With that installed the Dometic refrigerator is able to run in the most efficient mode, without having to accommodate a lower voltage. This does include a little bit more cost of the Goal Zero but we feel that $3000 that we spent we got a good product we’ve been able to run it during some pretty warm weather, running the fan and the refrigerator for 3-4 days with no problem. We have cooked with the induction cooktop and saw that it took between five and seven percent of the battery, now it does three thousand. So a 1000 or 1500x that might be quite a bit, but I think you can still get one meal in our travels we don’t do a lot of boondocking where we don’t have a place to plug in or off the grid for long period of time it’s usually two to three days we find the Goal Zero and the batteries are more than sufficient for what we need.
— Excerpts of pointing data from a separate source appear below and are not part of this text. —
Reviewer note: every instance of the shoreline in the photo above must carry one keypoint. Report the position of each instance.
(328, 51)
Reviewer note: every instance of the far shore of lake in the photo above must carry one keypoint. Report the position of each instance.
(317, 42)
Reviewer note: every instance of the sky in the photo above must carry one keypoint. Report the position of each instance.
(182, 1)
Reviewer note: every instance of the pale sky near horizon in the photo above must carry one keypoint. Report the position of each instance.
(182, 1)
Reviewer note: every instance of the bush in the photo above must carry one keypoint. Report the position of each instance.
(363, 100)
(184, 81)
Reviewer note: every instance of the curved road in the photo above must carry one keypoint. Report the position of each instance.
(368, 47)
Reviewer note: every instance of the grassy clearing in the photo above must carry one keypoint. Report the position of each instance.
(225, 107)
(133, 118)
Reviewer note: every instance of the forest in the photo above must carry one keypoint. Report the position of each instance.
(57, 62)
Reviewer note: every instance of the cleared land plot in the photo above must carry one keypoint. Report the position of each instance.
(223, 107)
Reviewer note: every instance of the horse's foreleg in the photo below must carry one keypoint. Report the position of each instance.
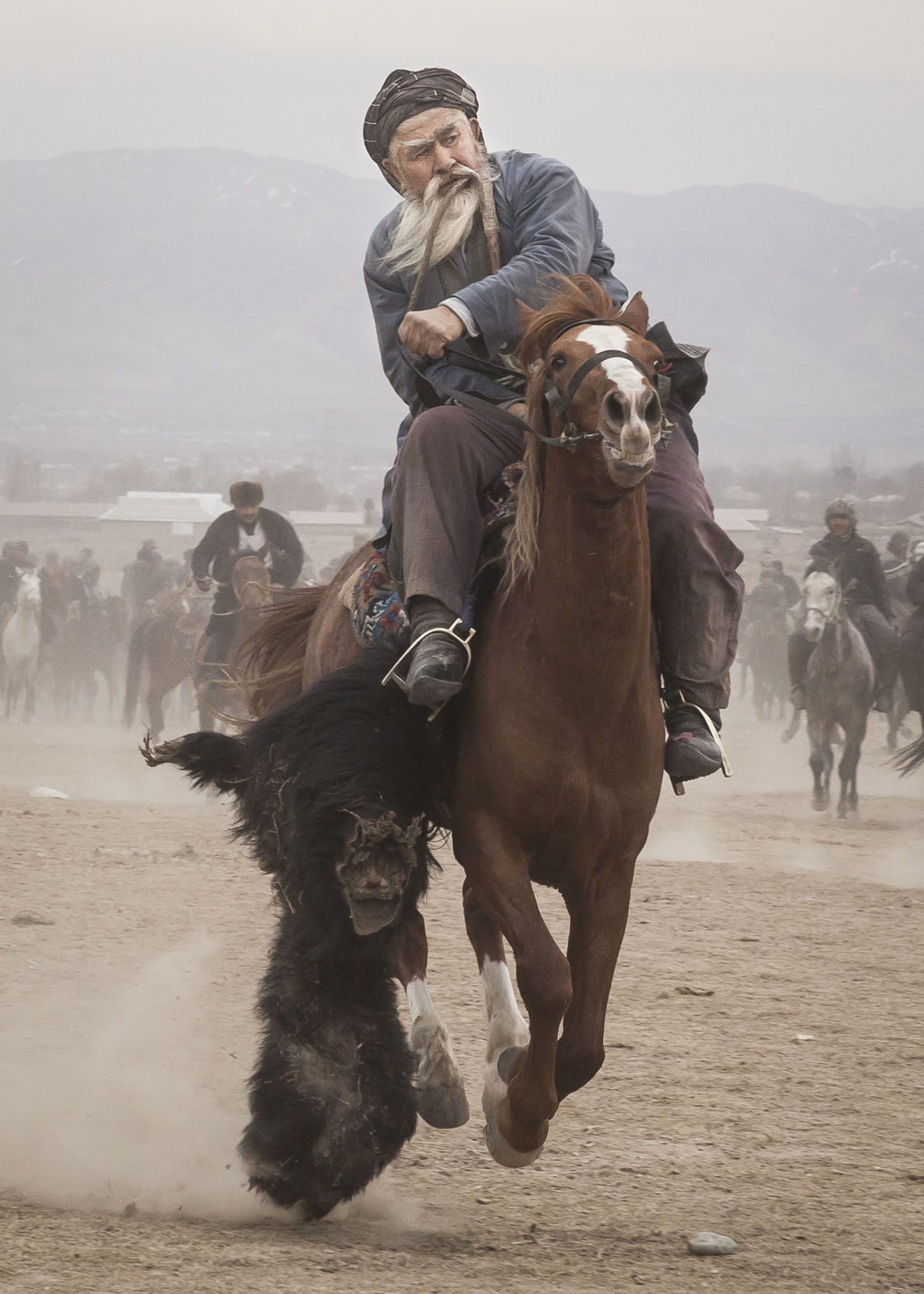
(506, 1026)
(499, 873)
(598, 919)
(846, 772)
(821, 761)
(441, 1091)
Now future growth, we would like to get us a Domestic air conditioner put that in place of the Maxx air fan. This may be something and we’ll have to see what the pull is on the power supply, we’re not dealing with a large interior area here.
Well, that’s our electrical system. I think we’ve got something that’s really handy but I do like that if I have a blackout at home. I literally can’t pull this out of my vehicle very easily. It does weigh almost 80 pounds for the 3,000 X, but once out I can plug in my refrigerator, they say I have up to like 50 hours if it’s fully charged.
I do have solar panels at the house plugged in I have the 200 watt suitcase setup, it would be a slow charge over a period of days.
I would love to hear your comments or questions if you want other photos or have questions about something that I’ve done I will share with you if I did something extremely wrong, let me know.